Dia-lah islam Syiah. Islam Syiah yang terideologisasi, tepatnya.
Pada
bagian ini pula, Syaria’ti mengkritik hasil peradaban barat. Salah satunya
adalah konsep ilmu secara epistemologis. Dimana ia mengkritik konsep ilmu barat
yang mengangungkan netralitas ilmiah. Netralitas yang menurutnya menjadikan
ilmu untuk ilmu, sastra untuk sastra dan seni untuk seni.[1]
Ilmu menjadi jauh dari masyarakat. Serta berkembang dan terpisah dari kebutuhan
masyarakat.
Barat
berhasil memisahkan ilmu dengan ideologi. Sehingga netralitas ilmiah
menyebabkan jenius – jenius , fisikawan – fisikawan, psikolog – psikolog
menjadi budak sewaan dan tentara kapitalisme diktator dunia.[2]
Dengan demikian kita melihat, jurnal – jurnal serta seminar – seminar yang ada
tidak punya dampak sosial yang signifikan.
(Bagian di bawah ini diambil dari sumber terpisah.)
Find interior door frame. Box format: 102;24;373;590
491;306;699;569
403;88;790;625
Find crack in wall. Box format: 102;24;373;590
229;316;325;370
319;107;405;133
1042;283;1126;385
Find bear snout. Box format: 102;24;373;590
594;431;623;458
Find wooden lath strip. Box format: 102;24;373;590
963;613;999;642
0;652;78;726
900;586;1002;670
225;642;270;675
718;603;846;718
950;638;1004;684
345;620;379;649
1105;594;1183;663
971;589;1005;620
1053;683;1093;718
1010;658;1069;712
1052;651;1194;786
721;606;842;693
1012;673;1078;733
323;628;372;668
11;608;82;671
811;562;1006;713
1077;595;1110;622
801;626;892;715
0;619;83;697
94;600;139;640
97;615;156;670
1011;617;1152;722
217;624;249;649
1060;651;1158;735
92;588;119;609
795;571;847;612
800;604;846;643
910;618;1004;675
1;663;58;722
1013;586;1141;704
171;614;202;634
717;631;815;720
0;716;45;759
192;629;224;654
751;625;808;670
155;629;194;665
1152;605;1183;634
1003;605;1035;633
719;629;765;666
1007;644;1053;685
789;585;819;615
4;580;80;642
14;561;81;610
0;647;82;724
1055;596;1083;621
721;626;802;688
Ia hanya menjadi ajang pertunjukan
yang lepas dari realitas sosial yang ada. Di bagian ini Syaria’ti mengkritik keras sains
yang diasuh di bawah rahim kapitalisme.
Sehingga
kritikannya kepada Barat dan Kapitalisme berujung pada sebuah kesimpulan bahwa untuk
merubah itu semua diperlukan lahirnya kaum yang ia istilahkan dengan Rausyhan Fikr. Kalangan intelektual.
Kelompok yang Tercerahkan. Yang dalam bahasa Jalaluddin Rakhmat, Ulil Albab. Bahwa
ideologi itu harus dibawa oleh kelompok ini. Mereka itulah yang disebut oleh Syaria’ti
sebagai kalangan Nabi dan Rasul serta penerus mereka yang setia menjalankan kerja
Nabi dan Rasul. Syariati menyebut mereka hadir di tengah masyarakat datang
untuk membantu orang – orang tertindas dan lemah. Mereka bukan seniman, filsuf,
ilmuwan atau penulis. Menurut Syaria’ti mereka lah Rausyhan Fikr itu. Aktivis –
aktivis pembaharu yang turun ke jalan menyuarakan hak – hak rakyat dan menuntut
keadilan kepada penguasa.
Para
Nabi ini menurut Syaria’ti seperti bunga api yang dipijarkan dari dari percikan
batu. Menyadarkan pikiran yang tumpul, memacu getar hidup dan darah pada urat –
urat orang yang lembam.
Hanya
saja, di titik ini, Syaria’ti melihat ideologi Rausyhan Fikr itu lahir dari
penderitaan rakyat, rasa sakit dan kemelaratan. Ideologi itu adalah
representasi dari rakyat jelata. Ideologi yang tumbuh dari orang yang Ummi[3].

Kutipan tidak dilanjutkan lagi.